Astarte appears in Babylon as Ishtar, and in the Old Testament, her name is Ashtoreth. In these settings, she presided over love and fertility. When she moved into Egypt, she became a protectress who bore a spear or arrow. She safeguards sailors and oversees equity in legal matters.
Interestingly, many historians believe many of Astarte’s priests and priestesses were trained in the art of astrology, perhaps worshiping her in stellar form. Today we look to Astarte to reconnect us to the stars, our wishes and our heritage as inhabitants of a vast universe.
Astarte’s magickal attributes include warrior energy, productivity, fecundity, justice, passion or sexuality, and success.
Magick Plants Sacred to Astarte
If acacia or lotus grows in your climate, these are her favored plants. Alternatively, look to plants that have a star-like appearance (aster, star jasmine, and stapelia come to mind).
Patterns for Astarte’s Magic Garden
One pattern used to honor Astarte is that of a crescent moon, which isn’t too difficult to make with small areas of land. We’ve also seen crescent-shaped containers for sale at garden shops. Two alternatives exist. The first would be designing a star-shaped garden (perhaps using the number of points that you consider “lucky”) or designing a garden that’s patterned after a propitious astrological figure.
Stones, Minerals, Crystals, Shells, and Magic Correspondences
Agate was favored in Syria as a protective stone, so there’s no reason not to include a few in your garden for that purpose. Because Astarte is a lunar goddess, look to moonstone as an alternative. Additionally, the moon rules the sea, so add some seashells. They make good fertilizer if they’re ground up.

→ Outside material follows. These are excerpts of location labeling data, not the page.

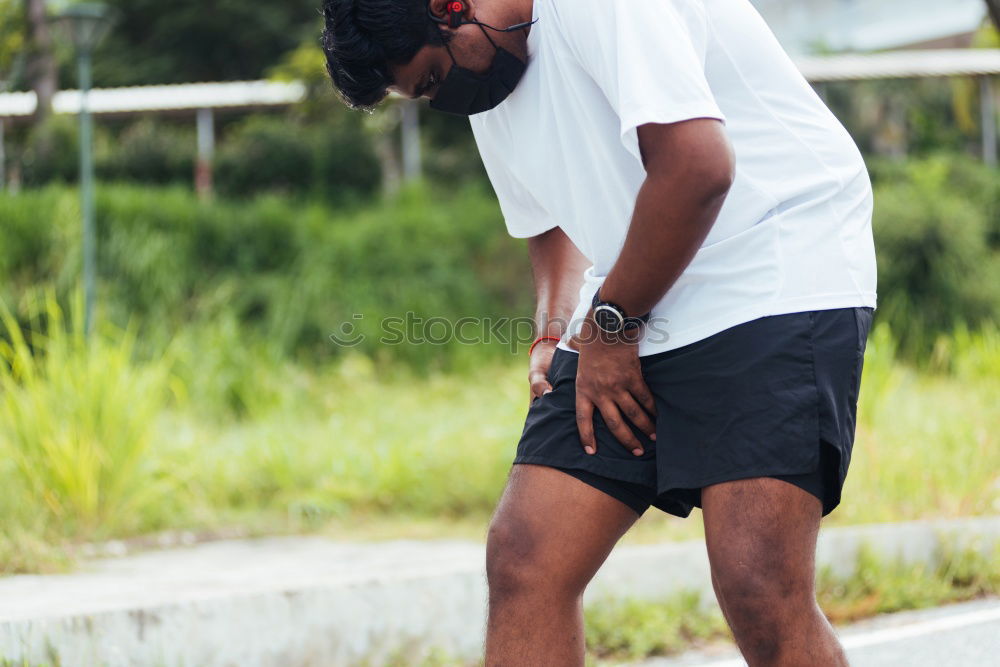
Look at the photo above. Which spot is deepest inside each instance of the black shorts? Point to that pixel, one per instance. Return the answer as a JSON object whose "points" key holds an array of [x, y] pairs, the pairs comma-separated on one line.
{"points": [[775, 397]]}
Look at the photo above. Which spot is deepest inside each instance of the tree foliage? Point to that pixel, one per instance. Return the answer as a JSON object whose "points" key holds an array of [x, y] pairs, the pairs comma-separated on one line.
{"points": [[180, 41]]}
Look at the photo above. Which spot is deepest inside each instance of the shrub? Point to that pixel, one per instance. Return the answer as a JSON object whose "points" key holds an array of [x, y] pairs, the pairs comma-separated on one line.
{"points": [[78, 422], [52, 152], [150, 152], [263, 153], [278, 154], [937, 265]]}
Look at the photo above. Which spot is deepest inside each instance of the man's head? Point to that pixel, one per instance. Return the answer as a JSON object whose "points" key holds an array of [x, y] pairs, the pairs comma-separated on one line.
{"points": [[374, 47]]}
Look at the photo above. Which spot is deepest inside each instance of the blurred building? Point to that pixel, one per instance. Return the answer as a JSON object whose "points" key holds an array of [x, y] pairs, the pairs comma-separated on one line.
{"points": [[824, 26]]}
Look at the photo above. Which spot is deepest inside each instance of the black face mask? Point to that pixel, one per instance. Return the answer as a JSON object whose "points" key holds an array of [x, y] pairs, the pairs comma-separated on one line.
{"points": [[465, 93]]}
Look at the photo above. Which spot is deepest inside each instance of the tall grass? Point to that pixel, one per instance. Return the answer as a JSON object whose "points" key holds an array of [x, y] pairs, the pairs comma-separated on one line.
{"points": [[78, 426]]}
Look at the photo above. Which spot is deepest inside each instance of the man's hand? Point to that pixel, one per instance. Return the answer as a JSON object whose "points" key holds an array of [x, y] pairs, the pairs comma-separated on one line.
{"points": [[609, 378], [538, 368]]}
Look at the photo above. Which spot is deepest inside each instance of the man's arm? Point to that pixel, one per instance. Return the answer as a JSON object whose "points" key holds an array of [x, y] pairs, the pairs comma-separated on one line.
{"points": [[689, 170], [557, 266]]}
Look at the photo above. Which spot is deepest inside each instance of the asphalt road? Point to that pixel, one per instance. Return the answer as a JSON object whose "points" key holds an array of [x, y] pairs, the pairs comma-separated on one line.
{"points": [[962, 635]]}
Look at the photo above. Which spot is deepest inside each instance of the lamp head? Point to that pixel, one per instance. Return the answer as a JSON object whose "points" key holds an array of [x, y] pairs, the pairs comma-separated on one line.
{"points": [[87, 23]]}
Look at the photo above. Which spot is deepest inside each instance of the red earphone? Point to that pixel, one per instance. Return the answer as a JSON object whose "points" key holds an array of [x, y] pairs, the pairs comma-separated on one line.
{"points": [[455, 10]]}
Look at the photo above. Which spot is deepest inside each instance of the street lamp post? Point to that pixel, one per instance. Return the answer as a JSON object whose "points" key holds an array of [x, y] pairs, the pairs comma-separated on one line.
{"points": [[86, 23]]}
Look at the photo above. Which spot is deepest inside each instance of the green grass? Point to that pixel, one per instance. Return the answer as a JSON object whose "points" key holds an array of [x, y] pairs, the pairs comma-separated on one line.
{"points": [[99, 440], [636, 629]]}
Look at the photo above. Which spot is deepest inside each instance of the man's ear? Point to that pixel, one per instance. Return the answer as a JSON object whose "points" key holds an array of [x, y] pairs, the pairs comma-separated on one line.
{"points": [[440, 9]]}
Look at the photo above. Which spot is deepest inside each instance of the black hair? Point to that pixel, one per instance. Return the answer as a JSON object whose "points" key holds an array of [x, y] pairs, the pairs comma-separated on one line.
{"points": [[361, 38]]}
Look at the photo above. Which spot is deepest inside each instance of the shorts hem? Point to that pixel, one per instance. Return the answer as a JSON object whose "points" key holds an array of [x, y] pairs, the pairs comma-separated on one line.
{"points": [[585, 464]]}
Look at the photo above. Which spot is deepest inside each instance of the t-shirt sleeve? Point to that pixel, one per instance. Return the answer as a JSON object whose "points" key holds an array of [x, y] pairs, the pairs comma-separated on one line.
{"points": [[648, 57], [522, 213]]}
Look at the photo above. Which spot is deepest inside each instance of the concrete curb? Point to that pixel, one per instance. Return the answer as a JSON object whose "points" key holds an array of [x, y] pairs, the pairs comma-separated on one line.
{"points": [[312, 601]]}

Color Magick and Gardening
Red and white are sacred to this Astarte (the alternative to white is silver, which could come through decorative touches, fencing, etc.).
Decoratives for Empowering Garden Magic
Statues of horses, doves, or lions, all represent her sacred animals. She is also often shown with a mirror so reflective items (such as a silvery reflection ball) would be suited to Astarte’s garden.

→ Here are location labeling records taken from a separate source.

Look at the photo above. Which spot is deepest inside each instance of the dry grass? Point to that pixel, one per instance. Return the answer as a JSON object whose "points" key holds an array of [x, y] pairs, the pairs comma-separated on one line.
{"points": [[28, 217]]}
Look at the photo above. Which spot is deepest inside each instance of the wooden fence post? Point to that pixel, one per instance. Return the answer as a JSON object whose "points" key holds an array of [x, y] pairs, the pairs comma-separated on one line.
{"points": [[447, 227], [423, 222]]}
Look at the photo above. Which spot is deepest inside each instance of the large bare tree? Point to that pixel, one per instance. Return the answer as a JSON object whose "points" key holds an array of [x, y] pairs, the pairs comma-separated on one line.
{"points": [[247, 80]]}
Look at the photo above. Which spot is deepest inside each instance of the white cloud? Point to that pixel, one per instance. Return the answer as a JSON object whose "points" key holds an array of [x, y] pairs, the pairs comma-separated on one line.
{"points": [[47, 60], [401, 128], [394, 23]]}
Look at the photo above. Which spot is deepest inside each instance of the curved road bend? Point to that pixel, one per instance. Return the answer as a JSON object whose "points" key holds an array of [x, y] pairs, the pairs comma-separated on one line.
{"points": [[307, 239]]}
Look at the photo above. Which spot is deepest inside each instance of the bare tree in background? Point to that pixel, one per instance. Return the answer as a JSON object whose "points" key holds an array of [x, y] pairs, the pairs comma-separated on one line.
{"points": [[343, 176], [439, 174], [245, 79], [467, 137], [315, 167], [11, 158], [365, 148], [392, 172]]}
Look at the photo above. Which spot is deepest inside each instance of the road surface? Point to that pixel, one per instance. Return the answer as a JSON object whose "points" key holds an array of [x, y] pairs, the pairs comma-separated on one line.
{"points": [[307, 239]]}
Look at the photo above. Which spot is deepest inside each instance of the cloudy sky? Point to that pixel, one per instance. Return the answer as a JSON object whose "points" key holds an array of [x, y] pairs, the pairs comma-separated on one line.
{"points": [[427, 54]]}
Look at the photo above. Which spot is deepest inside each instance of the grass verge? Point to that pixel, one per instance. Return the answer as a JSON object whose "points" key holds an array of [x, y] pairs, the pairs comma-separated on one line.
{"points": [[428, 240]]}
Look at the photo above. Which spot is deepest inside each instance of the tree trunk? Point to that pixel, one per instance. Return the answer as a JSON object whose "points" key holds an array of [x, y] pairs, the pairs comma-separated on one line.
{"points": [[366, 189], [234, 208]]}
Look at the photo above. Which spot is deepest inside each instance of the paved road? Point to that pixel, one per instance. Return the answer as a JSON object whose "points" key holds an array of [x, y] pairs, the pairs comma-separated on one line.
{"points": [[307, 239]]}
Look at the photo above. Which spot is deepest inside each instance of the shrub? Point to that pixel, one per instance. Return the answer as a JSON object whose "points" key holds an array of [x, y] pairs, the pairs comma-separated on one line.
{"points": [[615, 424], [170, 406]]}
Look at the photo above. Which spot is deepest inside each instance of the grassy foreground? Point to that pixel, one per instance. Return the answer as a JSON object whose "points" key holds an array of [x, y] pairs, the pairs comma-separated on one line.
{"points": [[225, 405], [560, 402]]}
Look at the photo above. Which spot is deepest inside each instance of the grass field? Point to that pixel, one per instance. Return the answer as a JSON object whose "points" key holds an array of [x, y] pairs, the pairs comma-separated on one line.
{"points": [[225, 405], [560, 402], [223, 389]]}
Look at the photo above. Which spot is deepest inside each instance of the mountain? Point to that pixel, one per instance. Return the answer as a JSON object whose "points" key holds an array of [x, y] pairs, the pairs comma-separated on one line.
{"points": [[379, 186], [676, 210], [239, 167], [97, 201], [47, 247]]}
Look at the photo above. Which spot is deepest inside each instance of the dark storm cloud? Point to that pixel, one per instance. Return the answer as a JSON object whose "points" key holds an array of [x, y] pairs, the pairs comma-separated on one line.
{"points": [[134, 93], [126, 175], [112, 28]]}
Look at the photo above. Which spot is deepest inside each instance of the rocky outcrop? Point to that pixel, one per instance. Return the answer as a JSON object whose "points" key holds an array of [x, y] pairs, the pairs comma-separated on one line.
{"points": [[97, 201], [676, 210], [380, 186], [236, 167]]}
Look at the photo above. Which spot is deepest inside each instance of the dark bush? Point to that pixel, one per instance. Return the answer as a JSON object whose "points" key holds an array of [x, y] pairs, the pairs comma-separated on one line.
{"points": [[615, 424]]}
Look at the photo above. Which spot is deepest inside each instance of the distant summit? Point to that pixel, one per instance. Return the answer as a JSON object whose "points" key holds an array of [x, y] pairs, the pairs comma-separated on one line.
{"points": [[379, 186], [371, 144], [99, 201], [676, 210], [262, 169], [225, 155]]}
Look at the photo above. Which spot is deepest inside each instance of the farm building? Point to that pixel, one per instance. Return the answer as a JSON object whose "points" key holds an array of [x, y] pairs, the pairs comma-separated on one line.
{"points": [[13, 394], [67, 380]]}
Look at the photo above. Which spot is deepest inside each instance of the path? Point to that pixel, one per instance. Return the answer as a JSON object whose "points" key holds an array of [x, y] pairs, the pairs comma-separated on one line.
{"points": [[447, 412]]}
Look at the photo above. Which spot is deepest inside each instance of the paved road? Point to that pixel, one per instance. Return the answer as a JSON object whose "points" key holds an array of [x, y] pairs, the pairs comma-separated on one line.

Choosing a Direction for Your Garden
Magickally, the moon resides in the West with the Element of Water. In Feng Shui, many of Astarte’s attributes reside in the South (along with the color red), but her color of white/silver is in the West. So perhaps consider a corner garden in the Southwest that’s split along the axis with red and white flowers.
Watch to see which window in your home gets moonlight the most often, or where you can see the most stars. Locate your window planters there.
After-Harvest Applications: Getting More Out of Gardening
When you peel cucumbers leave thin lines of green skin on them (equal distances apart). When cut, the slices resemble a pentagram. Mix these with a vinaigrette dressing and fresh dill for a passion-inspiring snack.
Dry and burn the aromatics from your garden when you’re learning to read astrological charts, or when you want more insights into your birth sign and its influence on your life. Carry acacia or lotus with you when entering a legal situation to invoke Astarte’s assistance.